I am afraid I wasn't clear: in no way am I asking you to trust O'Reilly or its authors blindly. The examples I quote are simply URLs of "general purpose" sites that do not make logging into a system or passing along confidential information mandatory. You'll notice I rely on good old "*.example.com" a couple times in the article but, for the sake of diversity, thought I should also quote some real world examples.
Encrypted protocols certainly do not encrypt the message on the destination server. That is not what they are intended to do. In that, I do not believe recommending that they be used be "wrong". If one cannot expect one's email provider or host to take reasonably good care of one's accounts, then the problem goes beyond what most users would be able to solve by themselves.
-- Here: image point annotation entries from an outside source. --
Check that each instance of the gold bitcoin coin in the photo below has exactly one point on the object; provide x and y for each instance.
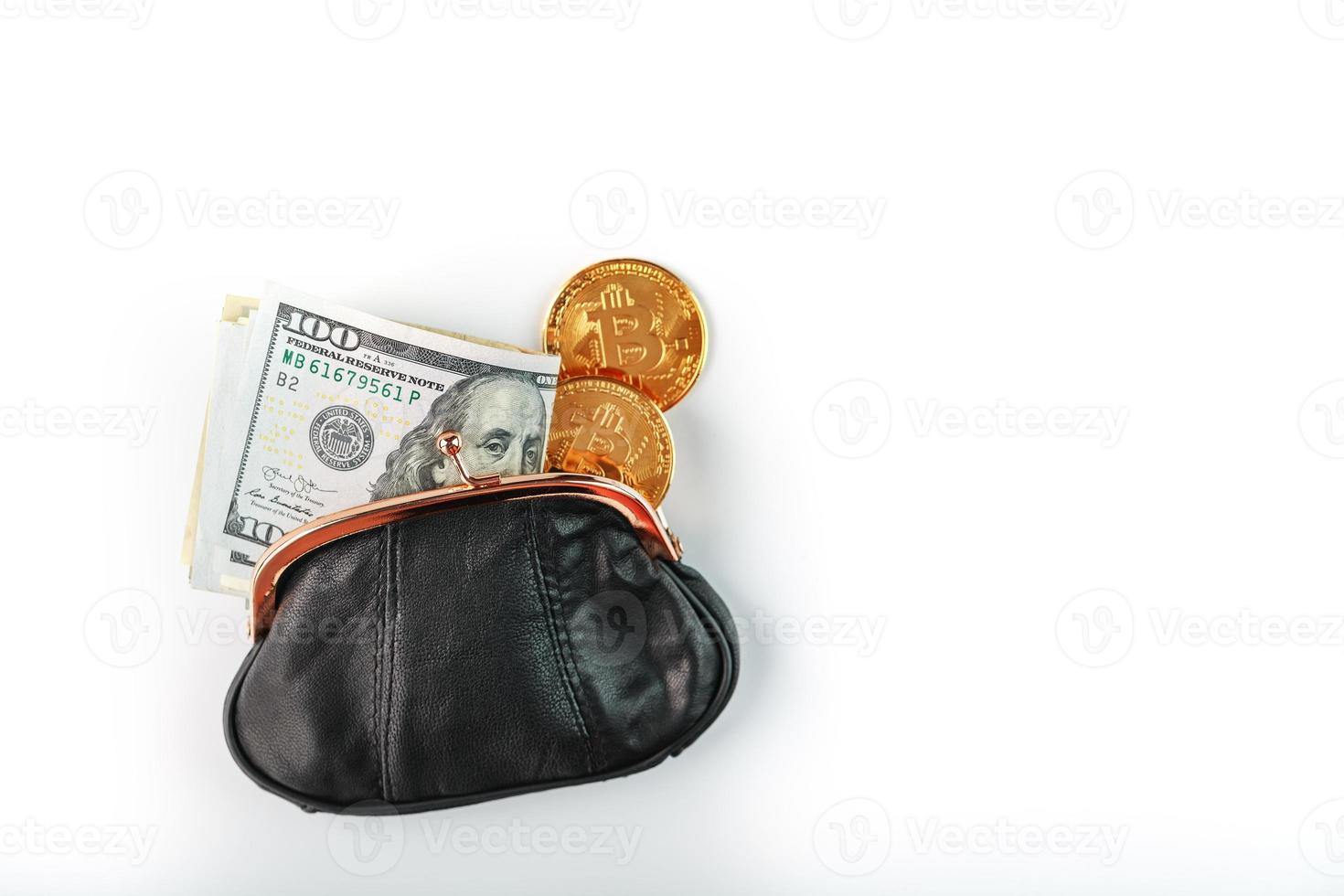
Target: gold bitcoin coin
(605, 427)
(631, 321)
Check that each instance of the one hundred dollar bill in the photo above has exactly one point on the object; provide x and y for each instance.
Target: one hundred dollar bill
(316, 409)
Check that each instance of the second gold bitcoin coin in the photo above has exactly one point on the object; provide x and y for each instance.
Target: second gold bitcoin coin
(634, 321)
(605, 427)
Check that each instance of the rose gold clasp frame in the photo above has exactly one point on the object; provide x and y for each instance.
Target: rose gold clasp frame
(644, 518)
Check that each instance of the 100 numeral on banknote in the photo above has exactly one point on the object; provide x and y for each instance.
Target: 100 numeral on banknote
(346, 409)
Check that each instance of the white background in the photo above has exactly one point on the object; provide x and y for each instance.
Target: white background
(1000, 272)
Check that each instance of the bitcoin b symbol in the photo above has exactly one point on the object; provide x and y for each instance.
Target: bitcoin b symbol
(625, 332)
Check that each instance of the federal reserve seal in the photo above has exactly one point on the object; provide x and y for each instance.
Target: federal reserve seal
(342, 437)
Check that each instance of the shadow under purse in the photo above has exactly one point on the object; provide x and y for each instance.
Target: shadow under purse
(477, 641)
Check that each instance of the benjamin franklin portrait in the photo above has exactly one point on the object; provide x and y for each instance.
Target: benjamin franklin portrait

As far as DNS goes, I agree as well: the way it works makes it easy for one bad server to poison a great many downstream servers. Yet, if one is on a particularly weak link, it cannot hurt to bypass that one, which brings the odds of a "bad server" back to those one would encounter on a home or small business connection.
I also agree about the IP. On a moderately busy WiFi network however, access logs can be pretty large. Conducting a reverse DNS lookup, no matter how easy, is an additional step to take for someone who will, anyway, normally have a great deal of addresses to look up. Also, note I am not recommending one uses IP addresses to thwart shoulder surfers but simply as a way to avoid relying on the local DNS server.
All in all, we seem to agree! Remember this article is intended for readers who do not have a "techie" at hand, which is a vast majority of users. And as far as firewalls including VPN servers, I am afraid this is not the case: most of them allow for VPN pass-through but they do not act as servers themselves.